When Does Personality Composition Matter for Multi-Agent LLM Teams?

多智能体大模型团队中，人格构成何时重要？

Abstract: Personality prompting shapes how large language models communicate, yet whether these behavioral shifts affect objective task outcomes remains under-explored. Prior work shows that agents prompted with low agreeableness produce adversarial language, while those prompted with high agreeableness become cooperative, but the relationship between communication style and task performance has not been systematically examined across multiple domains.

摘要： 人格提示（Personality prompting）塑造了大语言模型的沟通方式，然而这些行为转变是否会影响客观的任务结果，目前仍缺乏深入研究。先前的研究表明，被提示为“低宜人性”（low agreeableness）的智能体会产生对抗性语言，而“高宜人性”的智能体会变得更具合作性；但沟通风格与任务表现之间的关系尚未在多个领域中得到系统性的检验。

In this work, we investigate whether personality composition matters for multi-agent team performance by manipulating personality traits across frontier LLMs on three task domains: structured coding, open-ended research collaboration, and competitive bargaining. We find that personality effects depend critically on task structure.

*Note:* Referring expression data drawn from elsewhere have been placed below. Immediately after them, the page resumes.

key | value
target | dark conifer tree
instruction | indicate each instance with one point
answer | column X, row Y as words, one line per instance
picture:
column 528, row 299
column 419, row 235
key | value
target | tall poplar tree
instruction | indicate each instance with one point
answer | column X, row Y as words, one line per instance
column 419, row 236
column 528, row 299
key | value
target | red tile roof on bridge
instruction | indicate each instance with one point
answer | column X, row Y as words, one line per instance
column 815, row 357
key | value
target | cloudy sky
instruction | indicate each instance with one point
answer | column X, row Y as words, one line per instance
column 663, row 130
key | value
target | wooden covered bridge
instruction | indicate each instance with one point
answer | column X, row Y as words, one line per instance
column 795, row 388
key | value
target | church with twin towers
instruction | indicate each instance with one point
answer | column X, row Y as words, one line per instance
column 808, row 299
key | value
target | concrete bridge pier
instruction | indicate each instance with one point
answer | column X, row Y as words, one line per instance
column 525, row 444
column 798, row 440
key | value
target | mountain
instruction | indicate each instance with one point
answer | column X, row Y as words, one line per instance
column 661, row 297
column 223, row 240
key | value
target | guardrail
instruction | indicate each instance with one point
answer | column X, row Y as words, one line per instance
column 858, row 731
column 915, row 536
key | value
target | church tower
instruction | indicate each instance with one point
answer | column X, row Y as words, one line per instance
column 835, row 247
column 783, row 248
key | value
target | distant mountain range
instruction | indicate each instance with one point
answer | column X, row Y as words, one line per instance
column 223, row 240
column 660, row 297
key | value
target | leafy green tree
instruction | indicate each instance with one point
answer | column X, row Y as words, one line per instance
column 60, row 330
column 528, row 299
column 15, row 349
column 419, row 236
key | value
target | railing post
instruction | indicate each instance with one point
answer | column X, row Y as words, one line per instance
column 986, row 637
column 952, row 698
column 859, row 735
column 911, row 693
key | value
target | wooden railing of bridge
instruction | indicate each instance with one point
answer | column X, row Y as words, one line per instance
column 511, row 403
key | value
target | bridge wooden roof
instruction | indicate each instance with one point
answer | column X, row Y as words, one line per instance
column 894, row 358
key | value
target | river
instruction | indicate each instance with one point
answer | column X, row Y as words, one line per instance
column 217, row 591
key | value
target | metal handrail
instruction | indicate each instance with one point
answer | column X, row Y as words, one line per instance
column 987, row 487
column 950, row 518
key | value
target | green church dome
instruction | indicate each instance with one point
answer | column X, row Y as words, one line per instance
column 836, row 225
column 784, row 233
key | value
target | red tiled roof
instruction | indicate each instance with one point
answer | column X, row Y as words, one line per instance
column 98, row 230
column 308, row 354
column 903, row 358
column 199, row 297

在这项工作中，我们通过在三个任务领域（结构化编程、开放式研究协作以及竞争性谈判）中操纵前沿大模型的人格特质，研究了人格构成对多智能体团队表现的影响。我们发现，人格效应在很大程度上取决于任务结构。

In coding tasks, low agreeableness leads to large communication shifts that have little effect on milestone completion. In open-ended collaboration and bargaining, the same manipulation substantially degrades performance. We discuss implications for multi-agent system design and the limits of personality manipulation.

在编程任务中，低宜人性会导致沟通方式发生巨大转变，但对里程碑任务的完成几乎没有影响。而在开放式协作和谈判任务中，同样的操纵则会显著降低表现。我们讨论了这些发现对多智能体系统设计的影响，以及人格操纵的局限性。